La question de savoir si le nouveau Guide suprême élu aura une autorité politique et religieuse aussi forte que celle de ses prédécesseurs est également un sujet de discussion important. Il est estimé que Mojtaba Khamenei adopte des positions plus radicales que son père de son vivant. Cette situation conduit à l'émergence de divers scénarios sur la manière dont la politique intérieure et étrangère de l'Iran pourrait se façonner lors d'une éventuelle période de leadership.

Les Gardiens de la révolution, qui constituent un centre de pouvoir important dans la politique iranienne, sont l'un des acteurs influents en coulisses pour déterminer le successeur du Guide suprême. Cependant, l'assassinat de commandants de haut rang lors d'attaques américaines et israéliennes ces dernières années a affaibli les Gardiens de la révolution, rendant discutable leur capacité d'influence sur l'élection du Guide suprême.

C'est pourquoi l'attente d'un nouveau Guide suprême qui ne soit pas seulement idéologique, mais aussi capable d'apaiser les tensions sociales, ouvert aux réformes et doté d'un profil consensuel, est mise en avant. Un tel choix serait un développement susceptible d'affecter non seulement les équilibres politiques intérieurs de l'Iran, mais aussi les équilibres de pouvoir régionaux.

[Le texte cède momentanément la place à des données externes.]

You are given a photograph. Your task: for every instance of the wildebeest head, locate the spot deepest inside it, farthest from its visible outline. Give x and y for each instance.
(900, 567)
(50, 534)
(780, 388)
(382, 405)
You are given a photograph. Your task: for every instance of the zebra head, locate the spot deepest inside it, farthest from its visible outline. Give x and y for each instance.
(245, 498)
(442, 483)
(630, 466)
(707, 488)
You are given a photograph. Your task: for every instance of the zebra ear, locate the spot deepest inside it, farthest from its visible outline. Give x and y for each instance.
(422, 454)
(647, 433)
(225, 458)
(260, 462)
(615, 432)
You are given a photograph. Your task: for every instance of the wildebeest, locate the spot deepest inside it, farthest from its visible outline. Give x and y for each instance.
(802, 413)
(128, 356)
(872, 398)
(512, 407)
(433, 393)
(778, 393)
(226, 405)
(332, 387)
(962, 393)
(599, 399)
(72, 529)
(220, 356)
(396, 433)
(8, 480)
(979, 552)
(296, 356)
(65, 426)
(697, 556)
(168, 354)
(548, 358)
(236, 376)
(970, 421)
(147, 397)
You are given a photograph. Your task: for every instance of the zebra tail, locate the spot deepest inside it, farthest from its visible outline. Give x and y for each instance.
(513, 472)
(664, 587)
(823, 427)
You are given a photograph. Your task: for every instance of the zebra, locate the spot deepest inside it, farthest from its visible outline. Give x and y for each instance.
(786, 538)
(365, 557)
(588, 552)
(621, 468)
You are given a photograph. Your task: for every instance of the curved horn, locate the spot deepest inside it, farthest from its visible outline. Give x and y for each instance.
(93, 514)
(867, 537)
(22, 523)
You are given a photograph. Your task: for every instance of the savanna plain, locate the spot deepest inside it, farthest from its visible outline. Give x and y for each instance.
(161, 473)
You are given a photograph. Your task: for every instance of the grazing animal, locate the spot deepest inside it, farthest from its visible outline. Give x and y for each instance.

La stratégie kurde à l'ombre de la guerre

Une autre dimension des développements en Iran est l'activité militaire et politique dans les régions occidentales du pays, où réside la population kurde. En raison des conditions géographiques, les États-Unis et Israël souhaitent utiliser les Kurdes plutôt qu'une intervention militaire directe dans une éventuelle opération terrestre contre l'Iran. Dans ce contexte, le ciblage de certains points militaires dans l'ouest de l'Iran est frappant. Les frappes sur les postes frontaliers dans des villes comme Tabriz, Urmia et Kermanshah ont soulevé ces débats. Il apparaît que ces attaques visent les endroits les plus sensibles des régions occidentales de l'Iran. Cependant, on peut également penser que le plan principal vise à affaiblir le contrôle de l'administration centrale dans ces régions. Le vide politique en Iran, épuisé par la guerre, pourrait être comblé par l'intermédiaire des Kurdes. Toutefois, cela ne signifie pas que le régime, bien qu'affaibli par la guerre, s'effondrera immédiatement.

Une partie importante de la population kurde en Iran vit dans l'ouest du pays, et ces régions ont parfois été le théâtre de mouvements de protestation. Juste avant la dernière attaque contre l'Iran, cinq partis kurdes iraniens ont annoncé la formation d'une alliance politique contre l'administration centrale. Le climat de guerre a créé une opportunité appropriée pour les Kurdes de lutter contre le régime.

Cependant, la capacité militaire des groupes kurdes en Iran est limitée, contrairement aux Kurdes d'Irak qui bénéficient du soutien des États-Unis et disposent d'une armée, et leurs forces pour résister au régime sont insuffisantes. Par conséquent, le rôle que pourraient jouer les groupes kurdes en cas de vide politique en Iran reste incertain.

Ainsi, la position dans laquelle se retrouveraient ces groupes en cas d'éventuel compromis entre les États-Unis et l'Iran constitue une autre interrogation. Il ne faut pas oublier les exemples passés où, dans des situations similaires, les acteurs kurdes de la région ont été utilisés comme outils dans les stratégies régionales des grandes puissances et laissés pour compte après divers calculs géopolitiques.

Conclusion

L'avenir de la fonction de Guide suprême en Iran n'est pas seulement une question de changement de dirigeant ; il indique également un processus critique qui pourrait déterminer l'orientation du système politique du pays. L'équilibre entre l'autorité religieuse et les attentes sociales sera déterminant dans le processus de leadership.

Par ailleurs, les dynamiques ethniques et régionales en Iran, en particulier la question kurde, combinées aux calculs stratégiques d'acteurs extérieurs, pourraient rendre la politique intérieure du pays encore plus complexe. C'est pourquoi un éventuel changement de pouvoir en Iran a le potentiel d'affecter directement non seulement l'équation politique au sein du pays, mais aussi les équilibres de pouvoir au Moyen-Orient.